Wave Financial and the crypto asset management opportunity
As the space evolves and the bear market set in, I realized there was a bigger opportunity. I founded Wave Financial with a mission of creating better products for new investors to enter the crypto space. Things like, an index of top crypto products and income products which essentially sell crypto volatility.
We think there’s a lot of white space in crypto. A lot of people are focused on deep tech — our company is really an asset manager and financial services company. Our products are tokenized. If our investors want a token, they get it — if they don’t, we just leave them in contract form like any other private placement.
What’s interesting for us is that we can create what would otherwise be an illiquid fund and make them highly liquid by listing them on many of the STO regulated cryptocurrency exchanges.
New investors in crypto
Our funds target new investors. It’s not easy to buy crypto right now. You have to get an exchange account, figure out how it works, buy the coins. Most people know the exchanges themselves are a little risky — there have been some hacks. So, you probably want to move those coins off the exchange into some type of hardware wallet. You’ll have to manage your private keys that if lost, your coins are gone forever.
Most people aren’t going to do this. Coinbase has done a good job providing training wheels for new investors. But to get broad diversified exposure, you’re going to want to buy an index. We tried to make it easy to buy and easy to hold. It’s our own private network so we can replace keys.

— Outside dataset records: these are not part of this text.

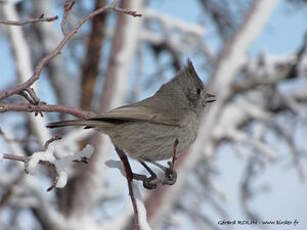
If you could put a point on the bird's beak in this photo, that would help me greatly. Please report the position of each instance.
(210, 98)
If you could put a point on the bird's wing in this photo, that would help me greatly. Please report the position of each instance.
(137, 113)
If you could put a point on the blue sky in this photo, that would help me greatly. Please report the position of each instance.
(283, 34)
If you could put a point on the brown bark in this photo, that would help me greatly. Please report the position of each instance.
(90, 66)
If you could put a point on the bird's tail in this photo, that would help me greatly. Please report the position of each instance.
(59, 124)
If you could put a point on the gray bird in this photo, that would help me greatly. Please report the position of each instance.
(150, 129)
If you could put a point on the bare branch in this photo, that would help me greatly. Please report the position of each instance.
(29, 21)
(41, 107)
(58, 49)
(67, 8)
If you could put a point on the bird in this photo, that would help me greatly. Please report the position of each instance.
(157, 128)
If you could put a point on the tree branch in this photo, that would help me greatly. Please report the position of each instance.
(29, 21)
(41, 107)
(58, 49)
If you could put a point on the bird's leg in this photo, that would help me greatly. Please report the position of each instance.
(170, 173)
(149, 182)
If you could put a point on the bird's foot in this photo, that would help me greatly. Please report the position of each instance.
(170, 176)
(148, 182)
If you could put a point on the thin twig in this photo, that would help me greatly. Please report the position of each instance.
(29, 21)
(129, 177)
(67, 8)
(58, 49)
(27, 107)
(25, 160)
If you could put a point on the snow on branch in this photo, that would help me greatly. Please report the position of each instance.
(56, 161)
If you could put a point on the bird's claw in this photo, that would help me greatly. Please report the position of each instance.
(150, 183)
(170, 177)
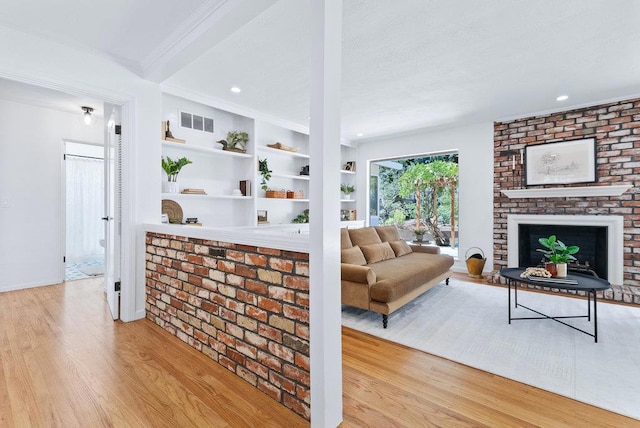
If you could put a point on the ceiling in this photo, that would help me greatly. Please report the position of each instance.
(407, 65)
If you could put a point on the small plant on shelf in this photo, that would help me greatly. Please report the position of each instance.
(302, 218)
(173, 167)
(236, 141)
(347, 189)
(419, 232)
(265, 172)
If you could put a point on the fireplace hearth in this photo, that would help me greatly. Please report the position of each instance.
(600, 239)
(592, 241)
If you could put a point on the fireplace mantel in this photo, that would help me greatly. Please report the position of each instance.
(567, 192)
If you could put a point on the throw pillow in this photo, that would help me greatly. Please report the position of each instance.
(387, 233)
(353, 256)
(400, 247)
(378, 252)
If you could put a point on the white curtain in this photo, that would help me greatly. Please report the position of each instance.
(85, 202)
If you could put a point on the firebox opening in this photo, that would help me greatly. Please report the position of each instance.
(592, 241)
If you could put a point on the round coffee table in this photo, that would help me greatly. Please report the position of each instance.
(589, 284)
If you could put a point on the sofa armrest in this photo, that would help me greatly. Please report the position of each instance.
(355, 273)
(430, 249)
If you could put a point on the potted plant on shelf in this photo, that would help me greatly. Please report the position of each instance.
(236, 141)
(558, 255)
(347, 190)
(172, 168)
(265, 172)
(419, 232)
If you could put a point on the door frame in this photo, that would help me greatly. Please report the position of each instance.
(128, 123)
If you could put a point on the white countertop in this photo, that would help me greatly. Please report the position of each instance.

Crypto changing financial services
When it comes to how crypto will impact financial services, we see three themes playing: The first is banking the unbanked. There are four billion people in the world without bank accounts. You’re seeing the rise of Ant Financial/Alipay where you have digital money, a wallet, but no bank account. This is a better, cheaper, and more flexible model than people who have low-end bank accounts.
The next theme we see is unbanking the banked. It’s kind of the opposite of banking the unbanked. My friend is on the board at BoA and the bank loses money on like 90 percent of their customers. These people aren’t that wealthy, they aren’t buying higher end products at the bank, don’t keep large deposits at the bank. These people really only use ATM and don’t need a bank account and they get hit by fees all the time. For these people, a PayPal-like wallet would be sufficient in a crypto world.
A Bitcoin wallet is like a bank in your pocket and is pretty much everything you need. It’s a record of all your transactions, immutable, a store of value, a wire transfer desk, remittance platform, savings account — everything you need a bank for.
The biggest change will probably be in deposits. We see a lot of companies launching stable coins which are dollar-pegged coins that pay interest. Pretty much anyone who has savings can get a money market account.
To do this, crypto would need to work a lot better. Consumer need a different level of vigilance. I try to get hacked all the time. Every two months someone tries to port my phone number. Every person on our team has been a target of a hack. It’s getting more sophisticated. There are challenges with consumer behavior that would need to change to keep them safe in a crypto world.